All the carotenoid variables were negatively correlated with increasing storage duration (beta-cryptoxanthin (Bcrypt; p < 0.001); all-trans beta-carotene (alltransBC; p < 0.001); cis beta-carotene (cisBC; p < 0.001); total pVA (totprova; p < 0.001); lutein (lutein; p < 0.01); total carotenoids (totcarot; p < 0.01); zeaxanthin (zeaxanthin; p < 0.05)); highlighting their instability over time during grain storage (Fig. 10), whether the grain was infested with insects or not (Fig. 5). Increasing percentage grain weight loss was correlated with a decrease in: all trans beta-carotene (alltransBC; p < 0.05), cis beta-carotene (cisBC; p < 0.05), and total pro-Vitamin A (totprova; p < 0.05) (Fig. 10). All the carotenoids (lutein, zeaxanthin, beta-cryptoxanthin, cis beta-carotene, all trans beta-carotene, total carotenoids, total pro Vitamin A) were significantly (p < 0.05) positively correlated with each other (Fig. 10).
Shifts in nutrient contents in insect-infested cowpea grain
The relationships between insect damage variables and nutritional composition, moisture content and storage duration in cowpea grain are visualised in the pairs plot in Fig. 11. In the cowpea samples, storage duration (months) was not positively correlated with increasing percentage damaged grain, but was correlated with the percentage grain weight loss (wtloss; p < 0.05), and grain moisture content (mc; p < 0.05), as well as with protein (protein; p < 0.001) and iron (iron; p < 0.01) content, and negatively with fibre content (fibre; p < 0.01) (Fig. 6).

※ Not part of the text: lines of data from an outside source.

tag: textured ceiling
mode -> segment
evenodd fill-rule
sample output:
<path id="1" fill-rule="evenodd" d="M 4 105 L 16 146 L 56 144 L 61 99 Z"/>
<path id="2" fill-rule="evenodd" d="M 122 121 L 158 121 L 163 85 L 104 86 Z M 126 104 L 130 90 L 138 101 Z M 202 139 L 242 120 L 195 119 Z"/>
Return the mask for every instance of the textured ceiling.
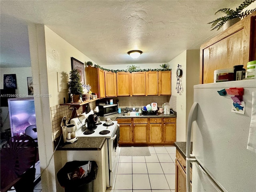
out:
<path id="1" fill-rule="evenodd" d="M 216 36 L 207 24 L 222 16 L 214 13 L 243 1 L 2 0 L 1 66 L 30 66 L 30 23 L 45 24 L 100 65 L 166 63 Z M 136 60 L 127 54 L 134 49 L 143 52 Z"/>

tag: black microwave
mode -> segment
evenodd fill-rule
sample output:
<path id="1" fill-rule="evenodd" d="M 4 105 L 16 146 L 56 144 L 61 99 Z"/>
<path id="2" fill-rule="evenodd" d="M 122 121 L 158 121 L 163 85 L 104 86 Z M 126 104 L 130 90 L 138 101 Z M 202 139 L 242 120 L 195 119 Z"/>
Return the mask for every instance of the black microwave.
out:
<path id="1" fill-rule="evenodd" d="M 104 104 L 99 105 L 100 116 L 106 116 L 117 113 L 118 110 L 117 104 Z"/>

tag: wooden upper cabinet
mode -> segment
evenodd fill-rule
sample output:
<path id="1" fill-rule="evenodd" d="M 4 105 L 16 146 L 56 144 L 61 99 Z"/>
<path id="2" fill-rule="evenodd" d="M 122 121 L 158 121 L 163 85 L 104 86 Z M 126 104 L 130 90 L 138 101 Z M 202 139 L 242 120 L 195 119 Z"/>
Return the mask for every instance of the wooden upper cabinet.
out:
<path id="1" fill-rule="evenodd" d="M 91 66 L 85 68 L 85 81 L 92 87 L 90 91 L 96 93 L 98 98 L 105 97 L 104 71 L 99 68 Z"/>
<path id="2" fill-rule="evenodd" d="M 146 95 L 146 72 L 132 73 L 132 90 L 133 96 Z"/>
<path id="3" fill-rule="evenodd" d="M 100 98 L 104 98 L 105 95 L 105 77 L 104 71 L 102 69 L 98 68 L 98 79 L 99 79 L 99 89 L 100 90 Z"/>
<path id="4" fill-rule="evenodd" d="M 171 71 L 158 72 L 158 95 L 171 94 Z"/>
<path id="5" fill-rule="evenodd" d="M 116 74 L 109 71 L 104 71 L 106 96 L 116 96 Z"/>
<path id="6" fill-rule="evenodd" d="M 256 12 L 201 45 L 200 82 L 214 82 L 215 70 L 233 69 L 256 60 Z"/>
<path id="7" fill-rule="evenodd" d="M 131 74 L 129 72 L 118 72 L 116 83 L 118 96 L 130 96 L 130 95 Z"/>
<path id="8" fill-rule="evenodd" d="M 157 71 L 146 72 L 146 95 L 157 95 L 158 94 L 158 73 Z"/>

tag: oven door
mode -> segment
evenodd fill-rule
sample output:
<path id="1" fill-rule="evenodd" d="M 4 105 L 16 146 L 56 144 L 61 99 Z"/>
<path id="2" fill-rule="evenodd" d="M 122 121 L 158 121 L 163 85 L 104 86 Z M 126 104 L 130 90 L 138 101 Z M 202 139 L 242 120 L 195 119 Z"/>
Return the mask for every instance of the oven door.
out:
<path id="1" fill-rule="evenodd" d="M 118 146 L 119 135 L 119 127 L 118 126 L 114 136 L 108 139 L 110 186 L 113 186 L 114 184 L 117 172 L 119 157 Z"/>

Percentage damaged grain and percentage weight loss were negatively correlated with the available carbohydrate (avlcarbs; p < 0.05) and fibre (fibre; p < 0.05) content of the cowpea grains. As with both types of maize grain studied, insect infestation in the stored cowpea grain was positively correlated with increasing protein content (protein; p < 0.001) and increasing moisture content (mc; p < 0.001) of the remaining material. Additionally, insect infestation variables were also significantly positively correlated with increasing fat (fat; p < 0.001), iron (iron; p < 0.001), and zinc (zinc; p < 0.05) content. No correlation was found between the insect damage variables and the energy (kcal) content of the cowpea grains.

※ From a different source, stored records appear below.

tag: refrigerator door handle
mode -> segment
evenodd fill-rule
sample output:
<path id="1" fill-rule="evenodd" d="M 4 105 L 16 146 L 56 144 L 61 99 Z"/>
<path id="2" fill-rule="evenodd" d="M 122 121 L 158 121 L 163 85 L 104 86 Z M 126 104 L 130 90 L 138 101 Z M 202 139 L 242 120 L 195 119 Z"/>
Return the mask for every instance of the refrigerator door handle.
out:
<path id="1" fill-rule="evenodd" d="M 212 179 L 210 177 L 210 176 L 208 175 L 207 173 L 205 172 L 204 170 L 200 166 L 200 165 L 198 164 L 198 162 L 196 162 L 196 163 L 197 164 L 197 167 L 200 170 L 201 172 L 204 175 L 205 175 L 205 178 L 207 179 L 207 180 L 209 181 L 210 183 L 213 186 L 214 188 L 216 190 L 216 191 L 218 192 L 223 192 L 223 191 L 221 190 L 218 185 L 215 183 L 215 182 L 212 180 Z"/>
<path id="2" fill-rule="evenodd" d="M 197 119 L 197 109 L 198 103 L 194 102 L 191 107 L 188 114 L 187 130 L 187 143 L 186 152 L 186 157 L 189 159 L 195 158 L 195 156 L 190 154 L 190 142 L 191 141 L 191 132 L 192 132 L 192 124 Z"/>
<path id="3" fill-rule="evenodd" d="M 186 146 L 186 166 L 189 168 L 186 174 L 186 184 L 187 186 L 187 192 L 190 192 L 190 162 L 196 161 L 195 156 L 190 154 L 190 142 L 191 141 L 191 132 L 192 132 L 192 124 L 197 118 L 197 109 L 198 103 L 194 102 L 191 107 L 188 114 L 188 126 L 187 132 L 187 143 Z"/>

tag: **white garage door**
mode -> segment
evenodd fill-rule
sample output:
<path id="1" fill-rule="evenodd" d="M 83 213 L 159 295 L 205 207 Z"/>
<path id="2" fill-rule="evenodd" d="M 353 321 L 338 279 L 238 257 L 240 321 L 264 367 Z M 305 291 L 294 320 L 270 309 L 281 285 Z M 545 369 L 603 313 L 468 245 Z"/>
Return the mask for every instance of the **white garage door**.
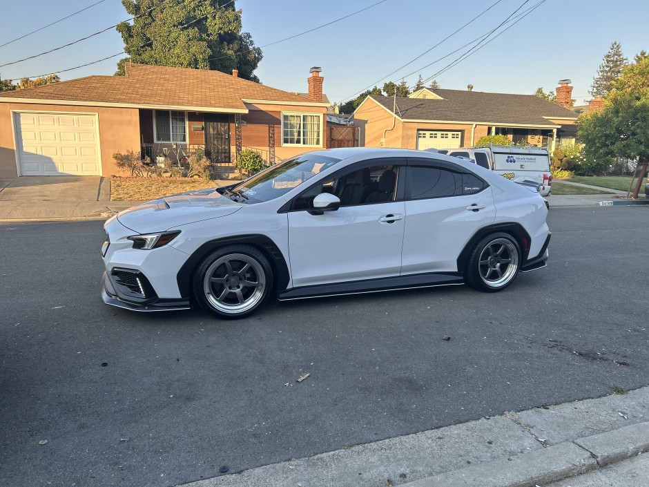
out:
<path id="1" fill-rule="evenodd" d="M 461 132 L 440 132 L 438 131 L 417 131 L 417 149 L 459 149 Z"/>
<path id="2" fill-rule="evenodd" d="M 96 115 L 24 112 L 15 122 L 21 175 L 101 174 Z"/>

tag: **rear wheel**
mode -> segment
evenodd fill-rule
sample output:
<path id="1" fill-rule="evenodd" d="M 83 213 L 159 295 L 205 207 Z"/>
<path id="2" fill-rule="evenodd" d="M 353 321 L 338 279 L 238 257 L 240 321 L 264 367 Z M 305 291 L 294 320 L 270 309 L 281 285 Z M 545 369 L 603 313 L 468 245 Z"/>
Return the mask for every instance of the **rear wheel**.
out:
<path id="1" fill-rule="evenodd" d="M 259 307 L 273 287 L 264 254 L 247 245 L 229 245 L 208 255 L 194 273 L 198 303 L 220 318 L 243 318 Z"/>
<path id="2" fill-rule="evenodd" d="M 492 233 L 471 252 L 465 276 L 467 284 L 486 292 L 502 291 L 521 269 L 521 249 L 508 233 Z"/>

Significant correlations between insect infestation and nutrients could be used to develop a cowpea storage loss prediction calculation tool, a prototype example is shown in Supplemental Tool 2.
Discussion and conclusion
Impact of insect infestation on nutrient content of stored maize and cowpea grain
The results of our controlled laboratory bioassays can be summarised as follows:
Most nutrients in stored maize and cowpea grain remained stable over time in the absence of insect infestation with the exception of carotenoids, which degraded over the storage period
The three insect infestation variables measured (percentage damaged grains, percentage weight loss, and total number of insects per kg) were correlated
Correlations were found between insect infestation level (measured as percentage damaged grains, percentage weight loss, or total insects per kg) and some nutrients
Insect infestation level was negatively correlated with carbohydrate proportion as the storage insects consumed the carbohydrate over time
Insect infestation level was positively correlated with protein proportion as the carbohydrate proportion dropped
Insect infestation level was positively correlated with moisture content
Insect infestation level was largely independent of carotenoid quantities as they predictably degrade over time whether grain is infested or not
Changes in the proportion of fat, iron and zinc in insect-infested stored grain are insect species- and crop-specific.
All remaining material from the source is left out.